A pressa sobre a promessa, a pressa de crescer, a pressa de chegar (“a gente já chegou?”). É assim que uma criança encara o tempo que, de tão relativo, nos aproxima ou nos afasta do amanhã. Parece que são os objetivos que plantamos para o amanhã que fazem girar a roda do tempo, lenta ou apressadamente. E assim chegamos a cada amanhã prometido, e é fácil continuar prometendo, pois o amanhã de ontem se tornou hoje. Ou seja, ele só foi amanhã enquanto ontem foi hoje. O amanhã de ontem não existe mais, pois hoje se tornou referencial de um novo amanhã. Agora veja se entende o porquê dessa perguntinha inocente ter me tirado a paz.

Li, certa vez, um poema intitulado “Adiamento”, de Álvaro de Campos (um dos heterônimos de Fernando Pessoa), cujos versos fomentaram ainda mais as reflexões anteriores. Ele dizia assim: “Hoje quero preparar-me, /Quero preparar-me para pensar amanhã no dia seguinte…/Ele é que é decisivo.” E continuava: […] Por hoje, qual é o espetáculo que me repetiria a infância?/ Mesmo para eu comprar os bilhetes amanhã, /Que depois de amanhã é que está bem o espetáculo…/ Antes, não…” – ai…ai… agora apareceu o depois de amanhã pra complicar a minha situação.

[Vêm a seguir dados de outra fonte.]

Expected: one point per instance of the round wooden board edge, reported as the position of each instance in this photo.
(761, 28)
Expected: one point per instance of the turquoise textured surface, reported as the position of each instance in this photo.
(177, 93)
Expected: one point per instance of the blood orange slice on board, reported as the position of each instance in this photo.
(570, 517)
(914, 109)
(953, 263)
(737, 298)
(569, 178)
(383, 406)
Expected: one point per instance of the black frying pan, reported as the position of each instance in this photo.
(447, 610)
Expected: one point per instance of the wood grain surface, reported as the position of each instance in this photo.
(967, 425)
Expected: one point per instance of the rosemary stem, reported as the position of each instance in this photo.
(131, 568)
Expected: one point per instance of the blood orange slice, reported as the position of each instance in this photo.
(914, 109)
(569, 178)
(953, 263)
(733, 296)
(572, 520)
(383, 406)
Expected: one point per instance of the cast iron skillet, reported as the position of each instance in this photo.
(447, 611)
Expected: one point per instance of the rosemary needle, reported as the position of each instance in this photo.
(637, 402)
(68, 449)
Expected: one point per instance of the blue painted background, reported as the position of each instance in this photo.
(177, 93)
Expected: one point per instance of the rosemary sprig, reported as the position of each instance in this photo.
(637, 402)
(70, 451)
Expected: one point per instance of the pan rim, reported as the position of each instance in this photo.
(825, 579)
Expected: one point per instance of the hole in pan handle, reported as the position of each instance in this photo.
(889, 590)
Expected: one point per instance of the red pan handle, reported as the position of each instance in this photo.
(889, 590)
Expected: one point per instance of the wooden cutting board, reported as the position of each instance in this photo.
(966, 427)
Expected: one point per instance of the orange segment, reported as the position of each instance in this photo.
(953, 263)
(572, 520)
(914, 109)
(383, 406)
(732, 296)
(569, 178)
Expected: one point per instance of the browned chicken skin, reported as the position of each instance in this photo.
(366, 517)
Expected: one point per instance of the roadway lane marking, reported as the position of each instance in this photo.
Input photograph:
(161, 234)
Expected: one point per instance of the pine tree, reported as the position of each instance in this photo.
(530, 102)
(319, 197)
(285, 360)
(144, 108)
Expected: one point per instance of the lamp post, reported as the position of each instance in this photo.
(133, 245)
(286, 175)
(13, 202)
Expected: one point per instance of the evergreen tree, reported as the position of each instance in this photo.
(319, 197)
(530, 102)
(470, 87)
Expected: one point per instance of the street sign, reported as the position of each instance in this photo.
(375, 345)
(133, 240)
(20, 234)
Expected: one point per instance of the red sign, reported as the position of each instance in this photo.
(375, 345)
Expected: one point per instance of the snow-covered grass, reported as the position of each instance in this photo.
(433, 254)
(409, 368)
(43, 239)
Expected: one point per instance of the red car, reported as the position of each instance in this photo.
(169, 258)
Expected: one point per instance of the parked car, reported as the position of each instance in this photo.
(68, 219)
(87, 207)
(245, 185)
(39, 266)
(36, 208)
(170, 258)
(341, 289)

Enfim, poderia simplificar as coisas e, aceitando a linearidade entre passado, presente e futuro, ficar em paz. As respostas prontas pacificam, mas acomodam, tiram a graça do diferencial humano, que é se pôr a pensar, a indagar, a passar a vida buscando respostas e percebendo que elas são relativas, como o tempo. Passado, presente e futuro se fundem numa confusão de bilhões de anos necessários para transformar a vida de ontem na de hoje, que será a de amanhã. E aí está a grande beleza de tudo: a interligação da vida pelo tempo. É o dar-se conta disso que elimina aquela sensação desagradável de que o tempo não tem volta e de que tudo ficou para trás; de que passamos a vida acreditando que o espetáculo seria apenas amanhã, mas que nos esquecemos de comprar os bilhetes.

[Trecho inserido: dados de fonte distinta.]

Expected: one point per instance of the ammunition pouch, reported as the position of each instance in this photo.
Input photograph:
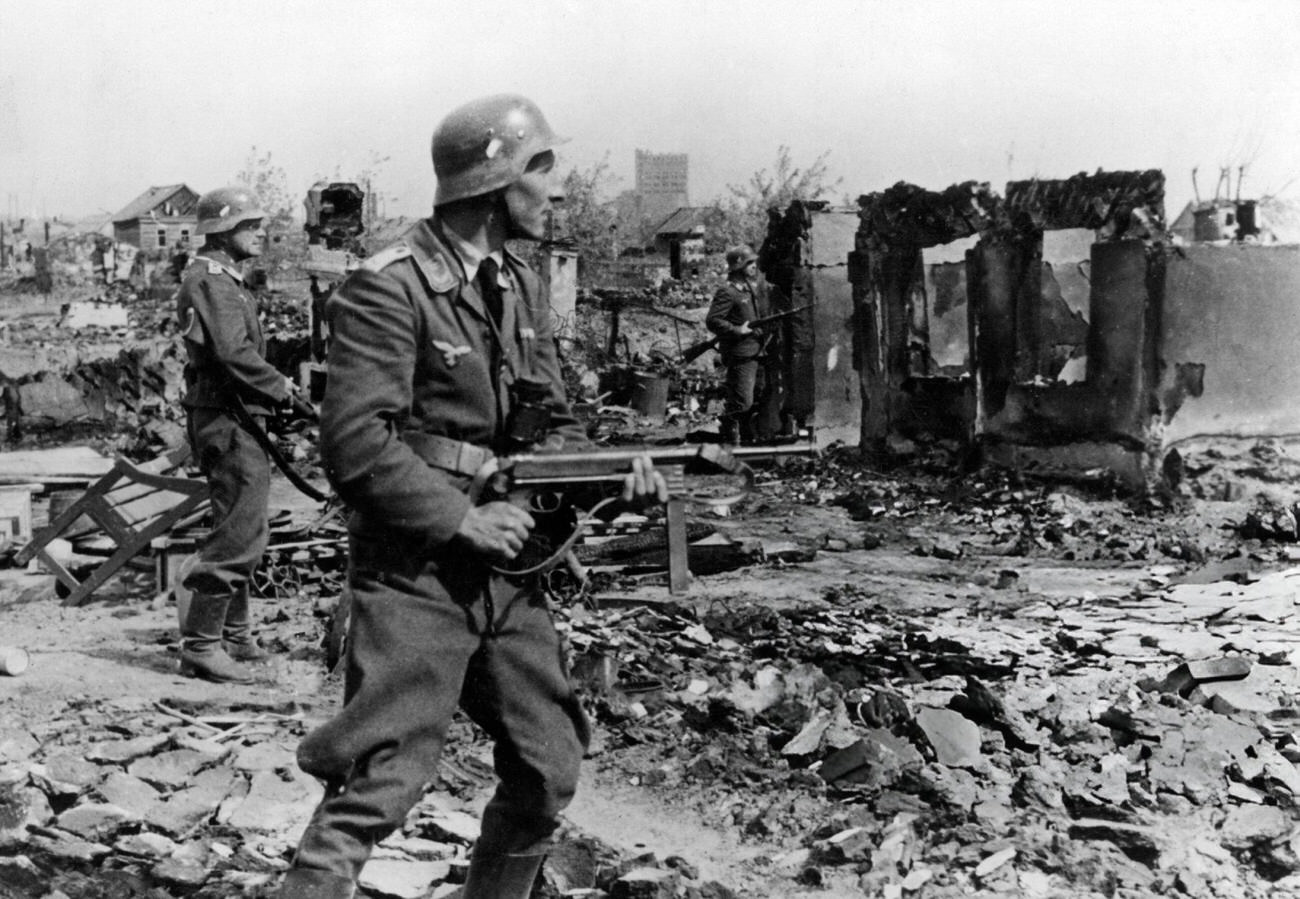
(529, 412)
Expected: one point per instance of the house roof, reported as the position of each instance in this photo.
(148, 200)
(684, 221)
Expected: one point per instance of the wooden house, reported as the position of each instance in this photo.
(159, 218)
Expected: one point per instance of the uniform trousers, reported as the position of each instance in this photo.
(421, 645)
(238, 474)
(753, 394)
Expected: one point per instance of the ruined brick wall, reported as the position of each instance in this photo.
(1227, 344)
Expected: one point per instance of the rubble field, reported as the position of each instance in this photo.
(930, 680)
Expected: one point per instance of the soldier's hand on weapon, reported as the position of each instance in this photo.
(302, 408)
(645, 486)
(495, 529)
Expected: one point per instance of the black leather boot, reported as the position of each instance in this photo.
(501, 876)
(200, 642)
(237, 633)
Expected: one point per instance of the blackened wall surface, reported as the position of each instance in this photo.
(1235, 311)
(837, 392)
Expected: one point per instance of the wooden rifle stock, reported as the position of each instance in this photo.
(697, 350)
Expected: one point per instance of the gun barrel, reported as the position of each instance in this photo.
(612, 464)
(779, 451)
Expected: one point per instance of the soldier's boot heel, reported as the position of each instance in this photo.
(200, 642)
(501, 876)
(311, 884)
(237, 634)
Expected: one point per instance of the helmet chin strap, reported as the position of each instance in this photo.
(502, 209)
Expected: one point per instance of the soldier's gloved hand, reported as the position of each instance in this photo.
(495, 529)
(300, 407)
(644, 486)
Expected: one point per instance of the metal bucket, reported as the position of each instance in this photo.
(650, 395)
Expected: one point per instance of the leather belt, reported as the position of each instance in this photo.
(450, 455)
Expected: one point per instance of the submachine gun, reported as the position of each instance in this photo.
(553, 486)
(697, 350)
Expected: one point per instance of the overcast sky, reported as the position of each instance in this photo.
(100, 100)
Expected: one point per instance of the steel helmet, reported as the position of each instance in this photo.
(225, 208)
(486, 144)
(737, 257)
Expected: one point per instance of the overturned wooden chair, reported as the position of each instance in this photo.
(131, 504)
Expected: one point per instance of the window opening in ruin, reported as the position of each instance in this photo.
(1066, 296)
(947, 307)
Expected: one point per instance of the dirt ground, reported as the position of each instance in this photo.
(928, 682)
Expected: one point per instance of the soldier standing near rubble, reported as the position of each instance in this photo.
(441, 356)
(226, 365)
(752, 361)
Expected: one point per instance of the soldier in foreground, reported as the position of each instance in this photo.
(442, 355)
(226, 364)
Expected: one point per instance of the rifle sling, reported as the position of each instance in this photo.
(250, 424)
(259, 434)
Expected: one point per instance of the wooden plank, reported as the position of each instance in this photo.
(55, 463)
(679, 568)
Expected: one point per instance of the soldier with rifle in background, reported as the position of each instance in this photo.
(230, 389)
(752, 355)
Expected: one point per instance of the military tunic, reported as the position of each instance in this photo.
(752, 360)
(226, 359)
(417, 365)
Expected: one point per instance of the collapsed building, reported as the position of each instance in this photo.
(1057, 328)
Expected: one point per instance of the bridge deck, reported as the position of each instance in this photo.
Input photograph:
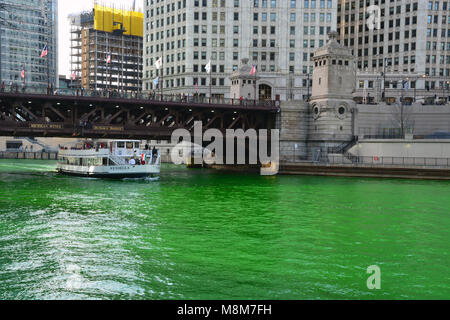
(34, 114)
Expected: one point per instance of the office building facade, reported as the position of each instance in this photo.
(406, 55)
(279, 37)
(26, 27)
(107, 49)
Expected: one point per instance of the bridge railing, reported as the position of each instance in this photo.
(152, 96)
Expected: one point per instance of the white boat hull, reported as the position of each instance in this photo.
(111, 172)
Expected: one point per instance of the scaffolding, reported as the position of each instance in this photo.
(102, 33)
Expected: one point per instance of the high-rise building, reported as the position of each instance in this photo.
(278, 36)
(106, 49)
(406, 53)
(26, 28)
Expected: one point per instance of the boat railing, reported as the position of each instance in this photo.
(117, 160)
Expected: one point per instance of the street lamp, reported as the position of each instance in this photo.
(384, 80)
(308, 87)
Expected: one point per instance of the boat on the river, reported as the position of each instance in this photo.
(118, 159)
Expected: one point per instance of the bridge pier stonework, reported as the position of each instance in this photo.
(309, 131)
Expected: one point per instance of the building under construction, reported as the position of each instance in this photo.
(107, 49)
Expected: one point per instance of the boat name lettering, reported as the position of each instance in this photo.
(119, 168)
(45, 126)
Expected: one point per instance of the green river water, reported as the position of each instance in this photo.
(199, 234)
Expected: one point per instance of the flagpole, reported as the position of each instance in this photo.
(210, 83)
(255, 83)
(162, 74)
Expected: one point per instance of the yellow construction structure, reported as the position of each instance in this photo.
(109, 20)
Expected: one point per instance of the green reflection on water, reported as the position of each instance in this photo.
(198, 234)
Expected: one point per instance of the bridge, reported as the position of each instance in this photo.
(110, 115)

Se somos fruto de longínquas explosões estelares, carregamos um passado e um profundo compromisso com o futuro, que depende da vida de hoje. E a vida de hoje se faz de pequenos detalhes, momentos, expectativas sobre o amanhã e lutas para realizá-las. Tantos amanhãs se diluíram e viraram hoje? Então já temos um ontem mais extenso, de tantos hojes que ficaram pra trás?

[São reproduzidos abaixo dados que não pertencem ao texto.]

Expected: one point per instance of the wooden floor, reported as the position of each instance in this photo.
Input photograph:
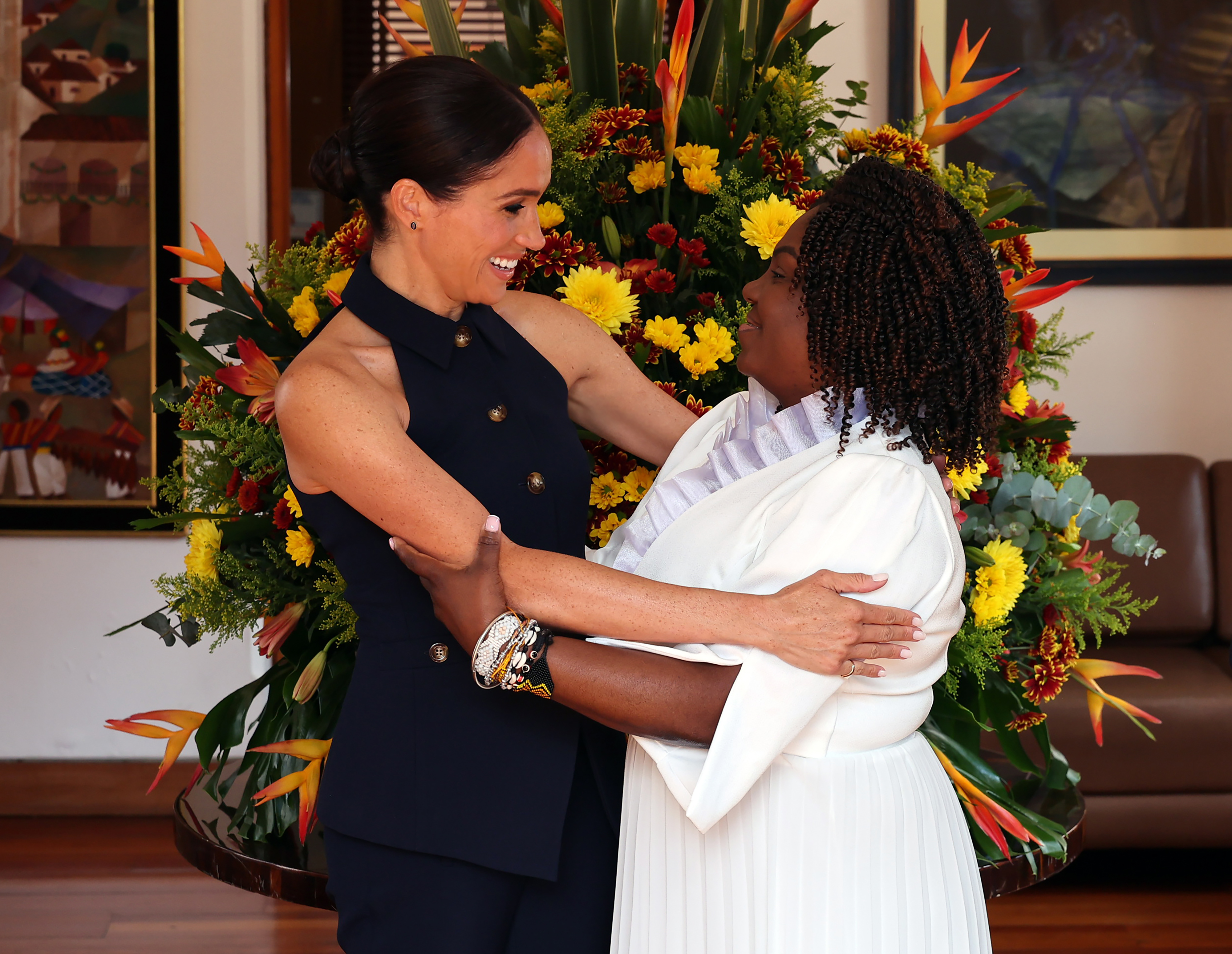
(118, 887)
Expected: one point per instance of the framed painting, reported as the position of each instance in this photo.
(89, 191)
(1123, 131)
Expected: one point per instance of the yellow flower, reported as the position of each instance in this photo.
(647, 175)
(300, 547)
(304, 311)
(999, 588)
(697, 157)
(702, 180)
(550, 215)
(1018, 398)
(969, 479)
(718, 338)
(768, 222)
(604, 531)
(607, 492)
(699, 357)
(602, 297)
(667, 333)
(638, 483)
(205, 542)
(338, 281)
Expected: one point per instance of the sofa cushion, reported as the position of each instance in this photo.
(1194, 701)
(1173, 495)
(1222, 511)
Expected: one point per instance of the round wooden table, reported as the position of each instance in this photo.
(294, 872)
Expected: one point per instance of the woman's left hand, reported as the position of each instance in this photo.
(466, 598)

Prometemos o amanhã todos os dias e, de repente, nos damos conta que… ele chegou. A misteriosa lente do tempo que enruga a pele e faz rever a vida, nos faz também perceber o valor e o significado de cada minuto vivido. Assim como a compreensão de uma criança sobre o tempo se torna mais complexa. Depois de muitas vezes feita a mim a tal pergunta, percebi que ela foi rareando, e com isso parecia que a criança ia compreendendo a relatividade do tempo. Ou já não seria mais uma criança? E foi quando a criança deixou de perguntar que percebi que não havia mais criança. Por isso, termino citando Caetano Veloso, cujos versos, que antes me pareciam apenas um jogo sonoro de palavras, se encheram de significado. Sim, depois de ver o tempo transformando a criança em quase adulto, junto com tantas outras compreensões que se fizeram ou se transformaram, assim também esses versos: “és um senhor tão bonito/ Quanto a cara do meu filho/ Tempo tempo tempo tempo…

Agora posso responder à pergunta inicial: sim, hoje já é amanhã.